If you’re reading this, perhaps you’ve already taken the first important step to participate in the exciting world of currency trading. Maybe you’ve checked out an XTB Test article to take a look at an available broker and liked what you saw. With our list of top 10 trading habits, we want to help you to keep all your pips and to grow your money over the long run. Successful forex traders will tell you that it takes discipline, practise and commitment to make money.
1. Don’t gamble, avoid spontaneity
You may be tempted by the large and fast-moving forex market and want to get rich instantly. You may also hear a rumour and want to jump in for a quick profit. In fact, do the opposite. Observe and learn more about what you want to trade before you dive in.
2. Don’t risk all your capital at once
Experienced traders do not put everything in one single trade but spread out the risks. In fact, currency trading should be a part of your overall trading portfolio so that you are not committing all your financial capital to just one asset class.
3. Research your trade and the macro environment
Select a couple of currency pairs and try to learn everything you can about them before you start trading. Use online data and news systems to educate yourself about the macro environment and the fundamental and technical factors that affect these currencies. Study their trading patterns and trends.
4. Practise with a demo account first
Take advantage of the free demo account from your online broker and practise with the charting and analytical tools for a few months. Test out your trading strategy in the various market environments without risking any of your capital or feeling stressed when your trades are losing money. You can practise your risk management skills to see how to best manage your profit and loss. Start each trade with a small amount to proximate your live trades.
5. Always look at longer time frames than those which you are trading with
Currency pairs are likely to display different trends during different time frames, leading to confusing signals for the traders. Although you are setting up a short-term trade, it is important to analyse the trade within a longer time frame so that you can see the general picture as well as the sentiments for the currency pair.
6. Emotions and greed have no place in trading
When you start to get emotional in trading, step back, take a deep breath and see how your impending action fits in with your overall strategy. If you feel anxious that you are missing out on a trade, or if you want to double-down to make up for earlier losses, it is better to reconsider as you are about to enter an irrational trade. Go for money management rather than a “big win”. You need to have a clear and level head, so practising mindfulness as well as seeing how you can calm your nerves, maybe through the use of products like Blessed CBD Öl or anxiety meds prescribed by your doctor, you’ll be able to focus and attack the trading issue head-on.
7. Set your goals
Before you trade, it is important to determine your goals and plan your trade. For example, know what you want to trade, how much you want to make, how much capital you can lose and how much time you can devote to your trading. The currency market is dynamic, and you can get caught up in the short-term happenings.
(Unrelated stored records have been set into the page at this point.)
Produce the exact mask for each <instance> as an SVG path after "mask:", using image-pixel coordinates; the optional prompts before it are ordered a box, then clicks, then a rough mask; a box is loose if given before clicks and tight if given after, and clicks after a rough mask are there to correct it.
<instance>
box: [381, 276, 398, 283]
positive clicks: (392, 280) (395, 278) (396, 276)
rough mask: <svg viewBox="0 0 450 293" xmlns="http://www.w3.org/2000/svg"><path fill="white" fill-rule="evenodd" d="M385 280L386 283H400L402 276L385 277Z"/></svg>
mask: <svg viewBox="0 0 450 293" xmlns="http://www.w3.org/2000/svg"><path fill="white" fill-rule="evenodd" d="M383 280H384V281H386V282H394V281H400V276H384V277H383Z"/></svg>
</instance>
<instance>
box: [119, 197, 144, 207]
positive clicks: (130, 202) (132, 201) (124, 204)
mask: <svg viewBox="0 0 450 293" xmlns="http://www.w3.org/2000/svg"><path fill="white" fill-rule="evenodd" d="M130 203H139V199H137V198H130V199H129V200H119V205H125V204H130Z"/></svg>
If you do your research, stay focused and execute according to your long-term goals rather than try to make a quick profit, you can increase your chance of making money.
8. Know your risk tolerance and manage your risk
Risk management is an essential part of forex trading. Before you start trading, you should think about how much risk you are willing to take. Know how much you are willing to lose in each trade. Remember to put in a stop-loss level and stick to the target. Avoid the mistake of losing all your money in the first few months of trading.
9. Do not over-leverage
One advantage of the forex market is that it provides a large degree of leverage for traders. That means you can use a small amount of capital to trade a much larger nominal amount. However, if you place a greater bet than you can afford, you can sustain a loss that can wipe out all your initial investment or cost you more. Look out for risk management systems that can help you to limit your losses.
10. Take notes and study your results
A lot can be learnt from your trading. Keep track of what strategies you are using and how well they work in the various trading environments. Always review if you are holding your trade for too long or if you are having too many open positions.